2. Whether, on the facts and in the circumstances of the case, the Appellate Tribunal was correct in holding that there was no capital gain taxable under section 52 of the Income-tax Act, 1961, arising to the assessee on the sale of property for the year under consideration ?'
2. The assessee was one of the co-owners of a building known as 'Sandoz Building' at Bombay. During the assessment year 1974-75, the building was sold by all the co-owners to H. H. Dr. Syedna Taher Saifuddin Memorial Foundation, Bombay, for consideration of Rs. 35,00,000. The ITO, having taken the view that there was reason to believe that the fair market value of the property on the date of transfer exceeded the apparent consideration by more than 15%, made a reference under s. 55A of the I.T. Act to the District Valuation Officer, Bombay, directing him to make a report on the value of the building on the date of its transfer.

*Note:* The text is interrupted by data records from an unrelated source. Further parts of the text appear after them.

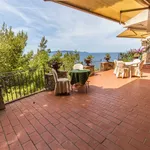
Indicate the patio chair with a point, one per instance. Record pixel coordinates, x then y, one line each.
115 66
78 66
116 63
122 70
137 70
62 85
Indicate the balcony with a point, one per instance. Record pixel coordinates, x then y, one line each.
113 115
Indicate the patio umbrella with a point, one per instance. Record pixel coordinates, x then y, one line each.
140 21
116 10
134 33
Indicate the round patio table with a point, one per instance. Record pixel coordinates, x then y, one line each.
130 64
79 76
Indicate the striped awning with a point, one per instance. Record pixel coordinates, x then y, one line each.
133 33
116 10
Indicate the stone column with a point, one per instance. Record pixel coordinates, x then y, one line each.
2 105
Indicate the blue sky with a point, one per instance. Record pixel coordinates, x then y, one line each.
65 28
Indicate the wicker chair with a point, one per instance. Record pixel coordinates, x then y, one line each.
62 85
78 66
122 70
137 70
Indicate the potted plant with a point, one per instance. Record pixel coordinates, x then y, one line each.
107 57
88 59
55 62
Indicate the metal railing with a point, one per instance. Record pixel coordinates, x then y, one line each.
18 84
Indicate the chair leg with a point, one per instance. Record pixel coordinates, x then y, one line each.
86 88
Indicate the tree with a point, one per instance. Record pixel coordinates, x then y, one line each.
70 58
40 59
43 46
11 48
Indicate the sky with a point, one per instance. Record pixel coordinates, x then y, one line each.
63 27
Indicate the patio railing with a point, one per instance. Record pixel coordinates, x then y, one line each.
18 84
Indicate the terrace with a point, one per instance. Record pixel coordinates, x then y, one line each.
113 115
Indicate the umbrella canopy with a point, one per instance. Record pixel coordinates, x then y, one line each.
134 33
116 10
140 21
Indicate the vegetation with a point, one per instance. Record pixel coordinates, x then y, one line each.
11 49
25 73
41 59
107 57
69 59
88 59
131 54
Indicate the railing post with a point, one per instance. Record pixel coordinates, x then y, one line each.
2 105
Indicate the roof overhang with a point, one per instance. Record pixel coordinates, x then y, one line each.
134 33
116 10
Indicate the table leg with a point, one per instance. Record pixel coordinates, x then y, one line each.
130 72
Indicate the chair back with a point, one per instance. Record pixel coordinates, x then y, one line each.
120 64
78 66
115 63
141 64
55 75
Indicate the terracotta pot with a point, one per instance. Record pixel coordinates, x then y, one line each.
107 59
55 65
87 61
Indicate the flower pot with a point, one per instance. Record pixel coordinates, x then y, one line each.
87 61
55 65
107 59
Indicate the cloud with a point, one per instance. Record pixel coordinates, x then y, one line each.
65 28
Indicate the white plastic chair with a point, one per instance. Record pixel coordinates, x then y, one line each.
62 85
137 70
78 66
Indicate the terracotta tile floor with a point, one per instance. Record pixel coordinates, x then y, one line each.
114 115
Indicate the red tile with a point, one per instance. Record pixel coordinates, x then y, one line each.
23 137
101 147
35 137
43 121
52 120
65 115
2 137
63 121
40 128
56 146
82 145
56 133
48 138
93 143
29 146
112 137
123 142
29 129
8 129
135 135
111 145
62 128
147 142
69 146
71 136
4 146
84 127
42 146
72 127
96 136
5 122
73 120
139 145
14 122
15 146
11 138
56 115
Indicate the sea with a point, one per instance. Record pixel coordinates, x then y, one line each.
98 57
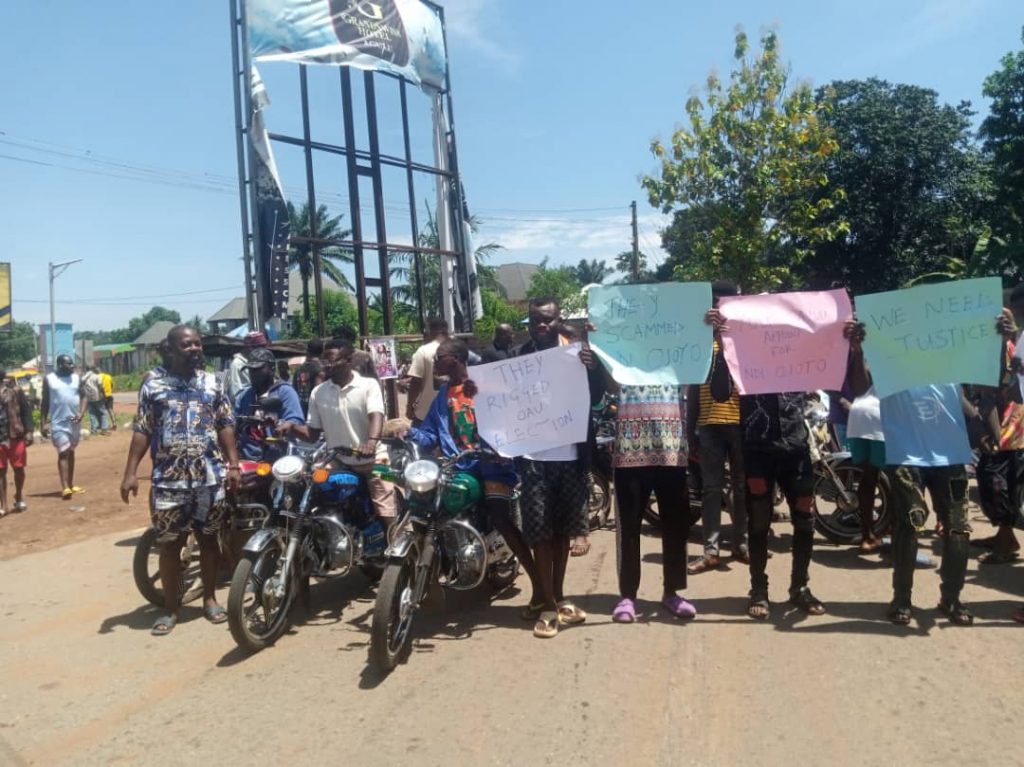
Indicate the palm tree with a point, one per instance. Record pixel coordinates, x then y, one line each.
589 272
300 255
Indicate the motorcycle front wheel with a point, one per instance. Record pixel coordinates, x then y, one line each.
145 569
837 515
259 598
390 631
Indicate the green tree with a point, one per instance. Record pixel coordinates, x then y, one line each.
559 283
300 255
17 346
589 272
1003 139
752 156
914 197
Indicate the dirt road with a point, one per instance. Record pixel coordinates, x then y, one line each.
83 682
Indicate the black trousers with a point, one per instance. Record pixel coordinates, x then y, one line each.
633 488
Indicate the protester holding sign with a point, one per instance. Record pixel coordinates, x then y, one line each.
554 485
650 457
451 427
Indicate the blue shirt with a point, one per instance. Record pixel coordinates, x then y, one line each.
250 444
925 427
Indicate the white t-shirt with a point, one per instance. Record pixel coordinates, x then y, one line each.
342 413
422 367
864 421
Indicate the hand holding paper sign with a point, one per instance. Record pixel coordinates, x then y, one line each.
786 341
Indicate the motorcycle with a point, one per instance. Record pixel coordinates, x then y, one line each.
324 525
442 539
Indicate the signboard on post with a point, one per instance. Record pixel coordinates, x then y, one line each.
652 334
532 402
786 341
933 334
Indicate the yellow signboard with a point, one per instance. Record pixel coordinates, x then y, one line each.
4 298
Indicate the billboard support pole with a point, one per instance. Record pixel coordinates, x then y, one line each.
56 269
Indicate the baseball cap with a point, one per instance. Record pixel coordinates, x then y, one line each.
255 339
259 357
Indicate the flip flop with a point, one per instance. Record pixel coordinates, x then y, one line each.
547 625
625 612
215 613
569 614
679 606
164 625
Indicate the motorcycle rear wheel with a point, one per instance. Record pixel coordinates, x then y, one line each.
254 619
837 518
390 630
145 569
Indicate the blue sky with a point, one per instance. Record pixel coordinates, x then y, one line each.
555 105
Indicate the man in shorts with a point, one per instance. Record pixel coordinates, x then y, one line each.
64 406
15 434
187 418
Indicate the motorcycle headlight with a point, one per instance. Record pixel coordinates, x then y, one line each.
422 476
288 468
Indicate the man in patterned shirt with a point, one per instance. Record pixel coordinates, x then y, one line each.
187 417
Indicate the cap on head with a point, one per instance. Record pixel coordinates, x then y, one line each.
258 357
256 339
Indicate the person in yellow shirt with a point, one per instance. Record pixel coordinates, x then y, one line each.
107 382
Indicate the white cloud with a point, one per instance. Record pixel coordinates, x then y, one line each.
466 24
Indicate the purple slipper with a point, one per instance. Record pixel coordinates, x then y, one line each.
625 611
679 606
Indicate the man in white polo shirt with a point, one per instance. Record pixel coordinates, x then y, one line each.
348 410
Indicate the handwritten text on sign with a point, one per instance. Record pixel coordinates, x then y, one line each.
532 402
933 334
786 341
652 334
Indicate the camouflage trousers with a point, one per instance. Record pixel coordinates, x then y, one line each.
947 487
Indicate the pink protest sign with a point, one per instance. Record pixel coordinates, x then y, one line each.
786 341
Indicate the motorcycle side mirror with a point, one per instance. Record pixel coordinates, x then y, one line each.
270 402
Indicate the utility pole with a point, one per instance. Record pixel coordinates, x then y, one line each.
636 245
56 269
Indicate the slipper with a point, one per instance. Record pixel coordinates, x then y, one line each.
215 613
998 557
569 614
580 547
759 607
625 612
547 626
164 625
956 612
705 563
899 614
530 611
679 606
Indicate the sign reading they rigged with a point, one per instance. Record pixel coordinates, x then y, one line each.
402 37
532 402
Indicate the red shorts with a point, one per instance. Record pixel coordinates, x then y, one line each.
14 453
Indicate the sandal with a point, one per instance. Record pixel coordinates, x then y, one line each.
580 547
759 607
547 625
807 602
900 613
164 625
569 614
215 613
705 563
531 611
679 606
625 612
956 612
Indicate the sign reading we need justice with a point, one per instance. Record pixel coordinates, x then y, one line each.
933 334
652 334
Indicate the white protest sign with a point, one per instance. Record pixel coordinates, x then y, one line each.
532 402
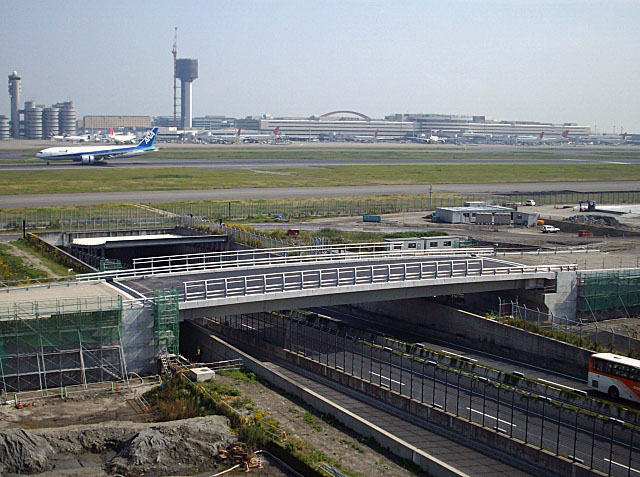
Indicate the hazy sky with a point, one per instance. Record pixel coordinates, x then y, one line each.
546 60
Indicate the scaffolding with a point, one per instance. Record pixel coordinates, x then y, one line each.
64 342
166 327
609 291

3. The District Valuation Officer made a report that the fair market value of the said property was estimated at Rs. 65,08,000. The ITO took recourse to the provisions of s. 52(2) of the I.T. Act and adopted the fair market value as the full value of the consideration for the purpose of computing capital gains from the transfer of the said building. The assessee, who had 8% share in the building sold, was thus assessed for capital gains at Rs. 2,77,786. Making allowance for the basic exemption of Rs. 5,000, long-term capital gains were estimated at Rs. 2,72,786.
4. The assessee filed an appeal before the AAC. In the meantime, the question with regard to the fair market of the property in question had come up before the Appellate Tribunal in acquisition proceedings and, there, the fair market value of the property was fixed at Rs. 37,47,315.75. Following this decision, the AAC held that the provisions of s. 52(2) of the I.T. Act were not applicable and he directed the ITO to compute capital gains by adopting the sale consideration at Rs. 35,00,000 which was the consideration disclosed in the document. This decision of the AAC has been confirmed by the Tribunal, while dismissing the appeal filed by the Department. Arising out of this order of the Tribunal, the question reproduced earlier have been referred to this court.
5. The law with regard to the applicability of s. 52(2) of the I.T. Act has now been settled by the Supreme Court in K. P. Varghese v. ITO : 131ITR597(SC) .
6. The Supreme Court has taken the view that s. 52(2) can be invoked only where the consideration for the transfer of a capital asset has been understated by the assessee, or in other words, the full value of the consideration in respect of the transfer is shown at a lesser figure than that actually received by the assessee, and the burden of proving such understatement of concealment is on Revenue. It is also pointed out that sub-s. (2) of s. 52 has no application to the case of an honest and bona fide transaction where the consideration received by the assessee has been correctly declared or disclosed by him.
7. The facts, as they appear in this reference, indicate that the ITO had invoked the provisions of s. 52(2). But as it now transpires, there is no material to show that the consideration has been understand or that the full value of the consideration is shown at a lesser figure than that actually received by the assessee. The burden to prove the circumstances on which the provisions of s. 52(2) can be attracted was on the Department. It is not in dispute that there is no material on which the department can rely in order to invoke the provisions of s. 52(2). For the purpose of this reference, the Department is also bound by the finding recorded in the acquisition proceedings that the fair market value did not exceed Rs. 37,47,315.75. In view of that finding, the AAC and the Tribunal were clearly justified in holding that there was no case for invoking the provisions of s. 52(2) and that the capital gain had to be determined on the footing that the consideration for the property in question was Rs. 35,00,000. In this view of the matter, the questions referred are answered as follows :
Question No. 1 in the affirmative and in favour of the assessee.
Question No. 2 in the affirmative and in favour of the assessee.
8. There will be no order as to costs in this reference.